Many who are sympathetic to migrants nonetheless think it best if they stay in or near their home country; the economist Paul Collier has made this case in this magazine. Western economies should subsidise camps and factories in Jordan or Turkey for Syrian refugees, so the argument goes, to deter desperate people from paying smugglers for expensive and dangerous journeys. These ‘proximate havens’ also ensure that countries such as Syria or Lebanon aren’t drained of their brightest and best workers.

Yes, proximate havens are effective for some. Many refugees are happy to stay in countries where they know the language; where, when war finally ends, they are a bus ride from home. But those who arrive across the Channel, the migrants I’ve met, don’t want to work in factories, particularly not in countries where there is no hope of citizenship or rights; where it’s impossible for them to earn enough to put their children through university — the classic route out of poverty.

Take Leila, for example. Her husband was a doctor in their native Syria. When the war started the family fled to Turkey, but the only job he could get was in a razor factory. After a year, in 2015, they took a boat to Lesbos and hiked to Germany. Leila’s only luggage was her handbag and her three-month-old baby. In Germany her husband requalified and is now a doctor near Leipzig. Should he really have stayed in the razor factory?

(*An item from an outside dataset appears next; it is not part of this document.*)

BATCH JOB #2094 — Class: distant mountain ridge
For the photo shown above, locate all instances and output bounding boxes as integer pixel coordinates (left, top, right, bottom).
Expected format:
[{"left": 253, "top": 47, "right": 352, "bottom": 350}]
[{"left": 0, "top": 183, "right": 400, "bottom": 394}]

Most of the alpha migrants we’ve met are middle-class; either young men like Rafiq fleeing war or conscription, or families like Leila’s, investing their dwindling resources into a future for their children. The Sudanese and Iranians are fleeing persecution and their own chaotic economies. But if you give them a chance, they’ll study, requalify and work. One young Syrian I know, Ahmed, paid $2,000 to come here by boat, lorry and on foot in 2016. He would love to return to his parents and his life in Damascus, but he’d be forced to fight. He is now reading computer science at Strathclyde and working for a gaming company.

We’re never going to be able to stop these resourceful people getting into boats to flee war zones. And they’re not going to stay in France, where most say they have been badly harassed by police. They come to the UK because, says Ahmed, it is less racist. That is the experience of the migrants who’ve already arrived here. And I believe we should take advantage of these bright, brave people. We don’t have to worry about being overwhelmed. Callous though it sounds, the current process, whereby people cross in boats, restricts the numbers because it’s dangerous and expensive.

There have been jobs for decades that no Britons want to do and — because our welfare state provides enough to survive — don’t have to. We have traditionally filled that gap with workers from abroad, once from the Commonwealth and more recently from eastern Europe. Why not employ the people landing on our shores?

We could make it part of the asylum process: working could speed up their claims. It would have to be organised. We don’t want a Roman-style slave market on the docks, and of course fruit-picking, waitering and lorry-driving are not why alpha migrants are here. But it’s a job and it’s a start. Migrants have often done manual jobs in the hope their children will become doctors. Priti Patel’s parents were refugees from Uganda. They ran a newsagent. And look where it’s got her.